4. La storia di Pinocchio col Grillo-parlante, dove si vede come i ragazzi cattivi hanno a noia di sentirsi correggere da chi ne sa più di loro

Vi dirò dunque, ragazzi, che mentre il povero Geppetto era condotto senza sua colpa in prigione, quel monello di Pinocchio se la dava a gambe giù attraverso ai campi, per far più presto a tornarsene a casa; e nella gran furia del correre saltava greppi altissimi, siepi di pruni e fossi pieni d’acqua, tale e quale[17] come avrebbe potuto fare un capretto inseguito dai cacciatori.



Giunto dinanzi a casa, trovò l’uscio di strada socchiuso. Lo spinse, entrò dentro, e appena ebbe messo tanto di paletto, si gettò a sedere per terra, lasciando andare un gran sospirone di contentezza.

Ma quella contentezza durò poco, perché sentì nella stanza qualcuno che fece:

– Crì-crì-crì!

– Chi è che mi chiama? – disse Pinocchio tutto impaurito.

– Sono io!

Pinocchio si voltò, e vide un grosso grillo che saliva lentamente per il muro.

– Dimmi, Grillo, e tu chi sei?

– Io sono il Grillo-parlante, e abito in questa stanza da più di cent’anni.

– Oggi però questa stanza è mia, – disse il burattino – e se vuoi farmi un vero piacere, vattene subito.

– Io non me ne anderò di qui, – rispose il Grillo – se prima non ti avrò detto una gran verità.

– Dimmela e spicciati.

– Guai a quei ragazzi che si ribellano ai loro genitori, e che abbandonano capricciosamente la casa paterna.
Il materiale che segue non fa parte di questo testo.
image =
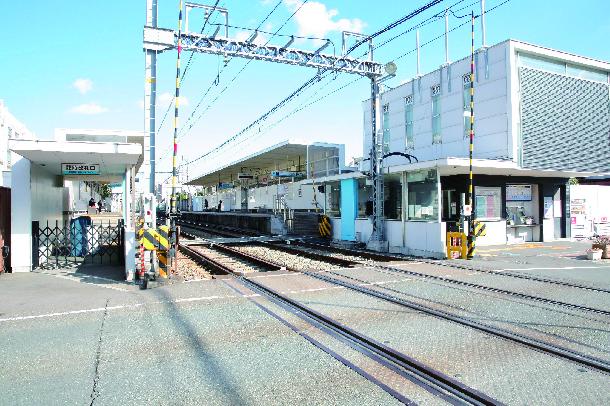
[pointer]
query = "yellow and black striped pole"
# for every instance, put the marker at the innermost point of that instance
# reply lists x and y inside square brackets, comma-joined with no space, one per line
[471,236]
[175,154]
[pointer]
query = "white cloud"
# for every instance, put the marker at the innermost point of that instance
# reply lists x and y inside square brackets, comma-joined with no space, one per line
[89,109]
[315,20]
[164,99]
[82,85]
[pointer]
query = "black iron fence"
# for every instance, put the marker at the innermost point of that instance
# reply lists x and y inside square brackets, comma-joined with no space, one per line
[77,242]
Non avranno mai bene in questo mondo; e prima o poi dovranno pentirsene amaramente.

– Canta pure, Grillo mio, come ti pare e piace: ma io so che domani, all’alba, voglio andarmene di qui, perché se rimango qui, avverrà a me quel che avviene a tutti gli altri ragazzi, vale a dire[18] mi manderanno a scuola, e per amore o per forza mi toccherà a studiare; e io di studiare non ne ho punto voglia.

– Povero grullerello! Ma non sai che diventerai da grande un bellissimo somaro?
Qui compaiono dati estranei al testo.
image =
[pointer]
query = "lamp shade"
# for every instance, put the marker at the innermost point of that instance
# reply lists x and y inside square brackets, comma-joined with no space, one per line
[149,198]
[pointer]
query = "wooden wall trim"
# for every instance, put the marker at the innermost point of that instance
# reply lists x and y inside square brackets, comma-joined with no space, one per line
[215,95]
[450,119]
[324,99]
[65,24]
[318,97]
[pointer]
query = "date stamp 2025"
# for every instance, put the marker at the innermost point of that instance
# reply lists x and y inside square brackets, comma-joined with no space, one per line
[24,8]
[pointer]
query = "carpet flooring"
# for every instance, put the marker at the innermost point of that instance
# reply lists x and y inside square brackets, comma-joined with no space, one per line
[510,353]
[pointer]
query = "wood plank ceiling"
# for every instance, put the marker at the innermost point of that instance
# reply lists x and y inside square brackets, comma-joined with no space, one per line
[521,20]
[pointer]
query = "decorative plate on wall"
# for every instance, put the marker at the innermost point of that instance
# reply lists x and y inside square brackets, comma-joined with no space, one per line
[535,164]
– Chetati, Grillaccio del mal’augurio! – gridò Pinocchio.

Ma il Grillo invece di aversi a male di questa impertinenza, continuò con lo stesso tono di voce:

– E se non ti garba di andare a scuola, perché non impari almeno un mestiere, tanto da guadagnarti onestamente un pezzo di pane?

– Vuoi che te lo dica? – replicò Pinocchio, che cominciava a perdere la pazienza. – Fra i mestieri del mondo non ce n’è che uno solo[19] che veramente mi vada a genio[20].

– E questo mestiere sarebbe?

– Quello di mangiare, bere, dormire, divertirmi e fare dalla mattina alla sera la vita del vagabondo.

– Per tua regola – disse il Grillo-parlante con la sua solita calma – tutti quelli che fanno codesto mestiere, finiscono quasi sempre allo spedale o in prigione.

– Bada, Grillaccio del mal’augurio!..

– Povero Pinocchio! mi fai proprio compassione!..

– Perché ti faccio compassione?

– Perché sei un burattino e, quel che è peggio, perché hai la testa di legno.

A queste ultime parole, Pinocchio saltò su tutt’infuriato e preso di sul banco un martello di legno, lo scagliò contro il Grillo-parlante.

Forse non credeva nemmeno di colpirlo; ma lo colse per l’appunto nel capo, tanto che il povero Grillo ebbe appena il fiato di fare crì-crì-crì, e poi rimase lì stecchito e appiccicato alla parete.